Networking Guide
A vMetal deployment uses three networks, each carrying distinct traffic. For a conceptual overview of the provisioning network and PXE boot flow, see Networking.
Network zones
BMC network — out-of-band management traffic. Ironic connects to BMC endpoints over Redfish or IPMI to power servers on and off, set boot order, and monitor hardware status. This network often uses a dedicated management VLAN or subnet.
Provisioning network — PXE boot traffic. Bare metal servers boot the Ironic Python Agent installer from this network. The installer runs in memory and fetches the OS image, which may come from Ironic or an external HTTP source. The DHCP proxy server listens here for PXE requests.
Tenant network — the network provisioned servers use after PXE boot. For servers in a tenant cluster, Kubernetes node and workload traffic runs here.
Network separation
The BMC network is a dedicated out-of-band management network, separate from both the provisioning and tenant networks. It may be routable from the provisioning network or completely isolated, depending on security requirements. Sharing the BMC network with other segments is technically possible but not a recommended configuration.
The provisioning network and tenant network can share a segment. When they do, apply appropriate security measures such as a DHCP relay to guard against unauthorized DHCP responses during PXE boot.
Connectivity requirements
| Traffic | Source | Destination | Protocol |
|---|---|---|---|
| BMC power / boot control | Ironic | BMC endpoint | Redfish: TCP 443 or 80 |
| BMC power / boot control | Ironic | BMC endpoint | IPMI: UDP 623 |
| PXE DHCP (broadcast) | Bare metal server | DHCP proxy | UDP 67 |
| TFTP boot | Bare metal server | DHCP proxy | UDP 69 |
| HTTP (IPA image, iPXE, API proxy) | Bare metal server | DHCP proxy | TCP 8080 |
TFTP is not required for servers that use HTTP Boot instead of TFTP-based iPXE.
DHCP proxy
Deploy the DHCP server component in all configurations, including flat networks where servers and Ironic share a segment.

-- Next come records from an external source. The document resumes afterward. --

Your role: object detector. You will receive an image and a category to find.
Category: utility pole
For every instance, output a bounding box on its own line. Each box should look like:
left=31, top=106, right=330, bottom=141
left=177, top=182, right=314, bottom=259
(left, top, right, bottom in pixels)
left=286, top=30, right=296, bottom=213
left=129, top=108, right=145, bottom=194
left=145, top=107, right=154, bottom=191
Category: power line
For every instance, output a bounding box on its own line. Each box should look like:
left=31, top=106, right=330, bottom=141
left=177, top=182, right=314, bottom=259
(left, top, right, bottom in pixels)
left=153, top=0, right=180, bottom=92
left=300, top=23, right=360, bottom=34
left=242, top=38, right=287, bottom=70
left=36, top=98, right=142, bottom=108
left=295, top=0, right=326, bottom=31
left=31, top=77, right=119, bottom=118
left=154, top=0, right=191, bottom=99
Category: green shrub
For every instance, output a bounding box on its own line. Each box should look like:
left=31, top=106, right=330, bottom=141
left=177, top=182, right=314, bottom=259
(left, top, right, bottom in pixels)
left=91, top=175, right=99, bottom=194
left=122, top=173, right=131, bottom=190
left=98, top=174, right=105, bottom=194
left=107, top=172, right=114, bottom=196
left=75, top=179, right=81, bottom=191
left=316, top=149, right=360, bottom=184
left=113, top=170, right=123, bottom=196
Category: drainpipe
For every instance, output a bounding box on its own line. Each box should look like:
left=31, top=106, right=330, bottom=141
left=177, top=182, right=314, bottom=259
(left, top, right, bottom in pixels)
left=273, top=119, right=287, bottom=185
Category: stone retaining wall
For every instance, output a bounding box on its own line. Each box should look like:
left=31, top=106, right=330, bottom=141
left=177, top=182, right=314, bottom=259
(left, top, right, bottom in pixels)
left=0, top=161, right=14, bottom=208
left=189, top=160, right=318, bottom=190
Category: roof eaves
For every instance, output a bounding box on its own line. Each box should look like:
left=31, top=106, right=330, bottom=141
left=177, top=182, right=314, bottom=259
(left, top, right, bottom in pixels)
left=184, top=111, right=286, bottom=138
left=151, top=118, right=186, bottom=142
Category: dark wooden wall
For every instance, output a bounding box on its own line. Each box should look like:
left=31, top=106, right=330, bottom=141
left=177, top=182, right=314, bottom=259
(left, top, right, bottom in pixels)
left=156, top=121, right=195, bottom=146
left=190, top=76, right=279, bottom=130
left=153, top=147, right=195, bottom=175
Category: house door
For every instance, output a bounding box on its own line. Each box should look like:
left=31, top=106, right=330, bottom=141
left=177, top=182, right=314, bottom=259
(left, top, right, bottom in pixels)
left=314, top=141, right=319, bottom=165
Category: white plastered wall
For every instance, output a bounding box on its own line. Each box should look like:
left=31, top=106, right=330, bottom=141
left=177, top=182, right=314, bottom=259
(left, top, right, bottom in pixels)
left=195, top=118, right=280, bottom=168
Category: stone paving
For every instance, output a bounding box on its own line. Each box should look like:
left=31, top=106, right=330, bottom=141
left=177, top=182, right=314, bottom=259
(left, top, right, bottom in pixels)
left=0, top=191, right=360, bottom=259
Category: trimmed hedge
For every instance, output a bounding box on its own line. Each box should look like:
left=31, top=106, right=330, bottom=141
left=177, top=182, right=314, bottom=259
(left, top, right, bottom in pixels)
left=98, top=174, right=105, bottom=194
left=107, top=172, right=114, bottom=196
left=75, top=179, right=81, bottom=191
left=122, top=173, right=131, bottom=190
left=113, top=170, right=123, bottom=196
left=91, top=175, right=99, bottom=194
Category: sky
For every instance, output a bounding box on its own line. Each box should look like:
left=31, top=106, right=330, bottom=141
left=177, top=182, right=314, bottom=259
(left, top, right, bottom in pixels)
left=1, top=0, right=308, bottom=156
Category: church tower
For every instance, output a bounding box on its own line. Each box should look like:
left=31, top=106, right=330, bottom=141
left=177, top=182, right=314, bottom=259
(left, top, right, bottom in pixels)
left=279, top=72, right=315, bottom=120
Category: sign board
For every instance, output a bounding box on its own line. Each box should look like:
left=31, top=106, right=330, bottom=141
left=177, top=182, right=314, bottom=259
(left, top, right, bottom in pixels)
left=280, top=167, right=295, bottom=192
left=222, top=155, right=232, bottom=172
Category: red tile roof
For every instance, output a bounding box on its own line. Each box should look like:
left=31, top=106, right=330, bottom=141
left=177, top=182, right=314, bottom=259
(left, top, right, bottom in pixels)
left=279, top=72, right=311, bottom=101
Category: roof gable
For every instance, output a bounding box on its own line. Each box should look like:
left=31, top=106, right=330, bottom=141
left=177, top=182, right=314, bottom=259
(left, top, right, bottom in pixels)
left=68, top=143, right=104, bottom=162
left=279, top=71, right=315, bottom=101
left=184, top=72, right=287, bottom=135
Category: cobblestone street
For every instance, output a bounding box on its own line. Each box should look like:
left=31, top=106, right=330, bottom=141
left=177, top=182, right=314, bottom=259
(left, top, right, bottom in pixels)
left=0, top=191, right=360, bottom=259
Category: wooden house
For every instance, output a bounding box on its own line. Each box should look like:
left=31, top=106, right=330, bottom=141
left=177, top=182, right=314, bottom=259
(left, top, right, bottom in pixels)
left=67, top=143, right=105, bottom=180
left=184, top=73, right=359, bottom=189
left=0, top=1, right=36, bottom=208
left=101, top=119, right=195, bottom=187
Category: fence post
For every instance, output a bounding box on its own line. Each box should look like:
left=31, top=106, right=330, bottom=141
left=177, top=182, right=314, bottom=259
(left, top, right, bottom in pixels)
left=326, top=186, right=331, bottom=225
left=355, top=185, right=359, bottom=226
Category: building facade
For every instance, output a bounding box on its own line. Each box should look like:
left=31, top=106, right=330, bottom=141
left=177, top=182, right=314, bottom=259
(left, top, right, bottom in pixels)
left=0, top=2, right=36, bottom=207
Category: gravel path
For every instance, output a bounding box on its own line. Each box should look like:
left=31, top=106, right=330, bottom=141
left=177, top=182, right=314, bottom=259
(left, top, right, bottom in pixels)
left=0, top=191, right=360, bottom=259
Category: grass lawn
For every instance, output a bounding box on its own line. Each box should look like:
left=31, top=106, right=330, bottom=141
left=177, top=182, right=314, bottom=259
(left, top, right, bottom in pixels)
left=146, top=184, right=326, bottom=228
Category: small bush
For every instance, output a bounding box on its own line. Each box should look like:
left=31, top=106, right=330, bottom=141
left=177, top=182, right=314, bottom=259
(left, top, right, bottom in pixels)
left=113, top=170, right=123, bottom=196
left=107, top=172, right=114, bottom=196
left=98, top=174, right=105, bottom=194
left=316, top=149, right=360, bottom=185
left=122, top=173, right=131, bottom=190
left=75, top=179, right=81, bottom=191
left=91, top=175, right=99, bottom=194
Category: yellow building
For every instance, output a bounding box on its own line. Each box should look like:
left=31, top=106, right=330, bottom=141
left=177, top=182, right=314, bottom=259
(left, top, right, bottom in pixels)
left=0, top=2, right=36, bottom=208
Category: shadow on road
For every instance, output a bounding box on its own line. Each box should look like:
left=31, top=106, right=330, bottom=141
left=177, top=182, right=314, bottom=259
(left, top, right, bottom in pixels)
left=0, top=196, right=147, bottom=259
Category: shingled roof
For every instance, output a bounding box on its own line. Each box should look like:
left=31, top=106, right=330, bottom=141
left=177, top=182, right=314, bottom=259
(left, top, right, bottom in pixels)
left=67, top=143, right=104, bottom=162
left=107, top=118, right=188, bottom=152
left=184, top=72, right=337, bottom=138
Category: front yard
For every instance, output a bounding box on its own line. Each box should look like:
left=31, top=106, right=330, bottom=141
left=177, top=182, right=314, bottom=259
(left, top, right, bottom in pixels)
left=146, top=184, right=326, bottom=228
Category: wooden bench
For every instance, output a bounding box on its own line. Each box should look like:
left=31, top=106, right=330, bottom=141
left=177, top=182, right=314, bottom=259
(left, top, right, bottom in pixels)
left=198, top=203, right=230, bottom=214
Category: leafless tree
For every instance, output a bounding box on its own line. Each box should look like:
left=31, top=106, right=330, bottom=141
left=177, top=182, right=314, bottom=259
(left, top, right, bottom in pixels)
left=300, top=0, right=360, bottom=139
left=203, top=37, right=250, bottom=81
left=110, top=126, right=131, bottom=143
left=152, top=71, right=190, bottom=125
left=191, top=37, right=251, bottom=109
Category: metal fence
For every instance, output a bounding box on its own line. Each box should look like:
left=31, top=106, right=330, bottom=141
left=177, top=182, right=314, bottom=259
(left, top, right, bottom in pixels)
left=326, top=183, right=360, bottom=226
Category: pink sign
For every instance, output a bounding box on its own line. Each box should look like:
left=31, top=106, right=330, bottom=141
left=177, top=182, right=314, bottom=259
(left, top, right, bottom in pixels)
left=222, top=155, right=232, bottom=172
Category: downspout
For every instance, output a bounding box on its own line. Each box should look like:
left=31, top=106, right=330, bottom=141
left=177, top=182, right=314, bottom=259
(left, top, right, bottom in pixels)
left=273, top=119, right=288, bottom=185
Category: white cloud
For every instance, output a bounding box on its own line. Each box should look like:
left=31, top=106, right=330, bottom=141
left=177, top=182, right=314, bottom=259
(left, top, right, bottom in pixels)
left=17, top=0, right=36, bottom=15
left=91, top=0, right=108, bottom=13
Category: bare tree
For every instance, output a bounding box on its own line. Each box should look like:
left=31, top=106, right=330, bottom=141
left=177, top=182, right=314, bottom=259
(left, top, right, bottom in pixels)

The component handles two separate functions. The DHCP server side responds to PXE DHCP requests from bare metal servers. The HTTP proxy side bridges API traffic between the Ironic Python Agent running on the server and Ironic, in both directions.
When the NodeProvider manages Metal3, the component picks up Ironic's service endpoints automatically. If you manage Metal3 independently, provide the Ironic endpoint URLs in the DHCP Helm values.
Multus CNI attaches a second interface to the DHCP server pod. This interface connects to the provisioning network and receives PXE DHCP requests. Configure the interface type using the networkAttachmentDefinition.config Helm value.
Bridge
Use a Linux bridge when the control plane cluster nodes have a bridge interface on the provisioning network. The bridge must exist on the node before the DHCP pod starts.
deploy:
dhcp:
enabled: true
helmValues: |
networkAttachmentDefinition:
vip: 192.168.100.2/24
config: |
{
"cniVersion": "0.3.1",
"type": "bridge",
"bridge": "br0",
"isDefaultGateway": false
}
Macvlan
Use macvlan when the control plane cluster nodes connect to the provisioning network on an existing physical interface. Multus creates a virtual sub-interface on that physical interface without requiring a pre-configured bridge.
deploy:
dhcp:
enabled: true
helmValues: |
networkAttachmentDefinition:
vip: 10.0.0.2/24
config: |
{
"cniVersion": "0.3.1",
"type": "macvlan",
"master": "eth0",
"mode": "bridge"
}
Host network
As an alternative to Multus CNI, set hostNetwork: true in the DHCP Helm values. The DHCP server pod then shares the host node's network namespace and can reach the provisioning network directly without a NetworkAttachmentDefinition. This removes the Multus CNI requirement but means the pod shares the host's network interfaces, which may have unintended side effects.
VIP
networkAttachmentDefinition.vip is the IP address the DHCP proxy listens on for PXE requests. Write it in CIDR notation. Multus uses the prefix to configure the interface.
vip: 192.168.100.2/24
Choose a static IP within the provisioning subnet that no other device uses. The platform IPAM does not manage this IP. Configure it independently from the network-cidr or network-ip-range allocation range.
IPAM
The platform assigns one static IP to each provisioned server. Configure the address pool on the node type using one of two properties.
CIDR allocation
metal3.vcluster.com/network-cidr allocates from a subnet. The format is <gateway>/<prefix>.
192.168.100.1/24
The platform derives the network address from the prefix length and skips the network address, gateway, and broadcast address. It allocates IPs sequentially from the remaining pool.
nodeTypes:
- name: compute-node
properties:
metal3.vcluster.com/network-cidr: "192.168.100.1/24"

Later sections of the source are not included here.